“Not at all,” said the rector; and, following the manager to the cage, he stepped into it without any suspicion that this was a trick on the part of Mr. Peat to insure his volunteer’s services being recognized.
He found the ascent a very different thing from the descent. The steady upward motion was not unpleasant, and long before the surface was reached his eyes, accustomed to darkness, detected a pale gleam of light stealing downward, and could distinguish the damp brickwork gliding by. Presently the light grew stronger—grew dazzling in its wonderful whiteness. “We are going up nicely,” his companion murmured, remembering in his gratitude that the ascent, which was a trifle to him even with shattered nerves, might be unpleasant to the other—“we are nearly there.”
And so they were; and slowly and gently they rose into the broad daylight and the sunshine which seemed to proclaim to the rector’s heart that sorrow may endure for a night, but joy comes in the morning.
Standing densely packed round the pit’s mouth was a great crowd—a crowd, at any rate, of many hundreds. They greeted the appearance of the cage with a quick drawing-in of the breath and a murmur of pity. Lindo’s face and hands were as black as any collier’s; his dress seemed at the first glance as theirs. But as he helped to lift his injured companion out and carry him to the stretcher which stood at hand, the word who he was ran round; and, though no one spoke, the loudest tribute could scarcely have been more eloquent than the respect with which the rough assemblage fell away to right and left that he might pass out to the trap which had been thoughtfully provided—first to carry him to the vicarage for a wash, and afterward to take him home. His heart was full as he walked down the lane, every man standing uncovered, and the women gazing on him with unspoken blessings in their eyes.

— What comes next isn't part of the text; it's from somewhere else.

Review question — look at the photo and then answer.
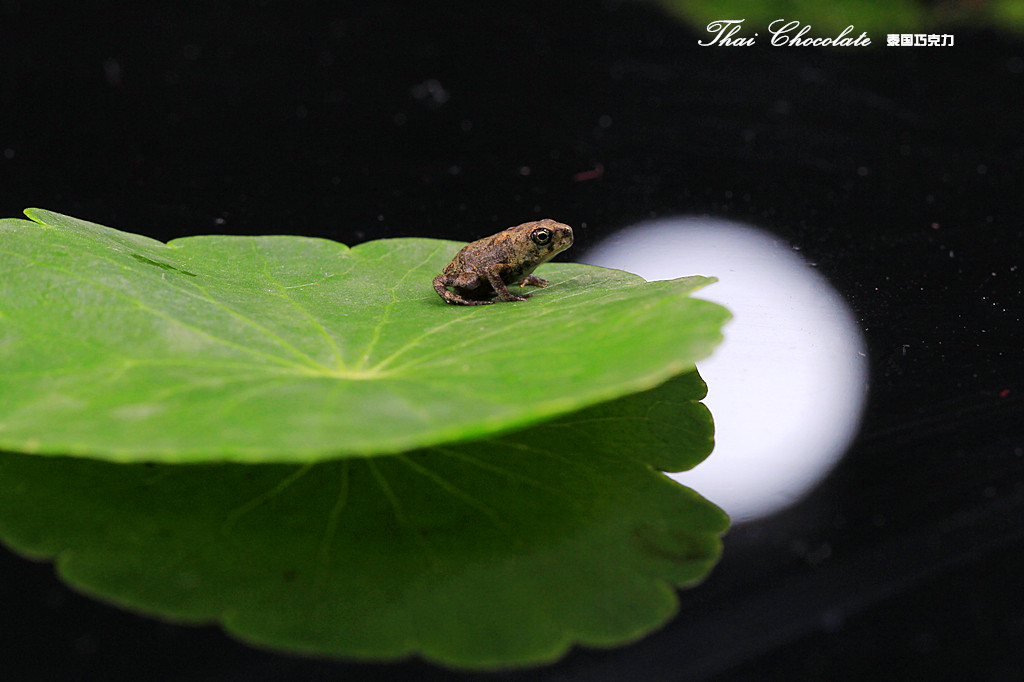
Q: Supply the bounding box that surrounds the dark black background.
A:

A very few hours before he had felt at war with the world. He had said, not perhaps that all men were liars, but that they were unjust, full of prejudice and narrowness, and ill-will; that, above all, they judged without charity. Now, as the pony-cart rattled down the road through the cutting, and the sunny landscape, the winding river, and the plain round Claversham opened before him, he felt far otherwise. He longed to do more for others than he had done. He dwelt with wonder on the gratitude which services so slight had evoked from men so rough as those from whom he had just parted; and unconsciously he placed the balance in their favor to the general account of the world, and acknowledged himself its debtor.
CHAPTER XXII.
THE RECTOR’S DECISION.
The church clock was striking nine as the rector, jogging along behind the little pony, came in sight of the turnpike-house outside the town. He had no overcoat, and the drive had chilled him; and, anxious at once to warm himself and to reach the rectory as quietly as possible, he bade the driver stop at the gate and set him down. The lad had been strictly charged to see the parson home, and would have demurred, but Lindo persisted good-humoredly, and had his way. In two minutes he was striding briskly along the road, his shoulders squared, and the night’s reflections still running like a rich purple thread through the common stuff of his every-day thoughts.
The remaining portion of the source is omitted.